Ms Berg, a practising lawyer from Australia, after mere 5 days in Malaysia, openly criticised Malaysia’s Human Rights Commission in the paragraph above. Her footnote to that paragraph said:

For example, SUHAKAM recommends legislative reform which would allow for 29 days of detention without charge.

If one lawyer – from Australia, not Malaysia, with a week’s worth of observation and discussion – can criticise our Human Rights Commission for failing to stand by its role (i.e. protect human rights in Malaysia), you would expect Malaysia’s Bar Council to either: (i) agree and followup with Malaysia’s Human Rights Commission on this point, or (ii) disagree and provide reasons why the Observatory and Ms Berg is wrong. Do you know what the ‘lawyer-statesmen’ of Malaysia did? Nothing. Absolutely nothing. Sure, they released the report (see above) but if you read the release SUHAKAM was not mentioned at all. In Malaysian Bar Council’s press release “human rights” was mentioned 12 times. But not once, NOT ONCE, did they refer to The Observatory’s criticism of our Human Rights Commission (SUHAKAM).

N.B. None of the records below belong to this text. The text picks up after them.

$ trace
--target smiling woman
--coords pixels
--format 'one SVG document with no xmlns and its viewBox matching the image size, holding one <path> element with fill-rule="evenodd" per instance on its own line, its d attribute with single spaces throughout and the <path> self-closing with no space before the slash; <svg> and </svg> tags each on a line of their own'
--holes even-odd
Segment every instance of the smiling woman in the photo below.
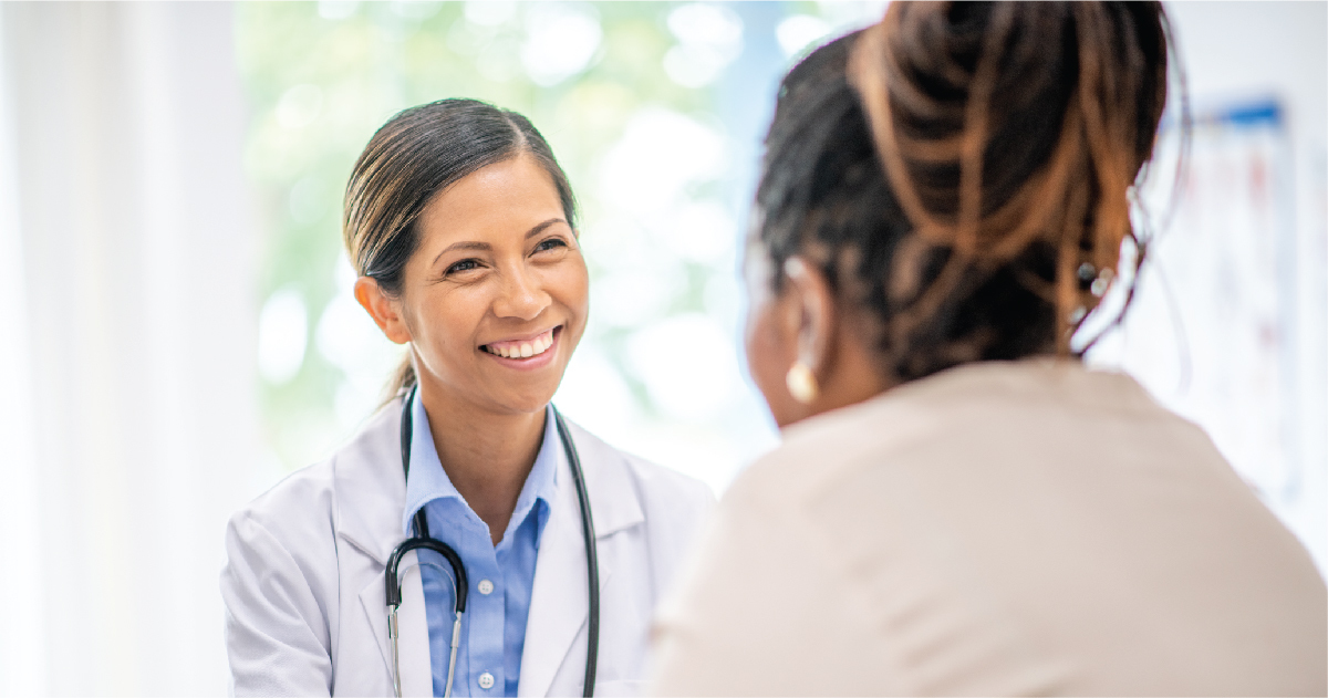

On some level, I realise Malaysian’s aversion to direct challenges with authorities – by averting their gaze, fawning, kow-towing .. you name it, we’ve done it. But our freedom fighters, our Bar Council, dancing around the criticism of our Human Rights Commission is just ridiculous. Why the pussyfooting? Why be an advocate? At the Bar Council’s website, I read of a complaint or two from partners at Malaysian legal firms bemoaning their clients do not respect them. Poor sods. I do sympathise. But I’m sure you guys know why. What happened to the tradition of statesmanship? You were once Counsels. You had prudence, judgement and wisdom. What happened? ≈≈≈ LOOK AT ANOTHER FACT

On 15th Sep 2008, The “AIM (Abolish ISA Movement)” issued a challenge to SUHAKAM to stop using ISA, and abolish the law.

There were 23 organisations, including Suara Rakyat Malaysia (SUARAM) and Youth For Change (Y4C), who endorsed it and challenged SUHAKAM. Again, I do not see the Bar Council of Malaysia anywhere near this document.

Nice going guys! Are you comfy yet?


To Members of Bar Council of Malaysia:

May I recommend ‘The Lost Lawyer‘ by Prof Kronman, one time Dean of Yale Law School.

It’s good chicken soup. And hopefully you don’t need another 20 years to find your way back.

  1. Criticisms are good… when it is constructive. Btw… mind informing the readers of your contribution, apart from your writings, eg in abolishing the ISA?

  2. Bad comments would be deleted by the moderator….hmmm… highly arbitrary… akin to how the ISA is used….

  3. My contribution? You, asking questions.
    Akin to ISA? The last time I checked I was not running a country.

    Am I am an elected representative? Do I represent my readers? If I disallow your comments, what choice do you have? Will you be silent? Can you opine somewhere else perhaps? Comment on another blog, create your own blog, write an article, write to the newspapers? In addition, you will of course ignore this blog altogether.

    If citizens cannot comment on the performance of their elected representatives? What choice do they have? If kept behind walls, publish via telepathy? Can citizens ignore their government and do as they wish – not pay taxes, defy the law, not use public services like phone, water, electricity, roads, etc?

    Can you see the difference?

    More questions?

  4. Still trying…

  5. I guess those involved in NGOs, or the Bar Council bears the responsibility of ensuring that the country is run smoothly.

    All others merely have to keep writing from behind a screen about what the others should be doing and criticising and labeling what they have done as useless, waste of time etc, without even offering solutions, practical or otherwise.

    It really doesn’t matter that you have not checked your facts to find out if other have also done other things and continue to do other things as well.

    And this is simply because… I am not running the country… sigh…

    Why things change in the country… is simply due to the pressure exerted by those who write from behind screens and in no way attributable to what the other have done…

    I simply love the internet… given time I guess one would also be able to run the country… from behind the screens.

    I better get away from this screen… I may end up running the country.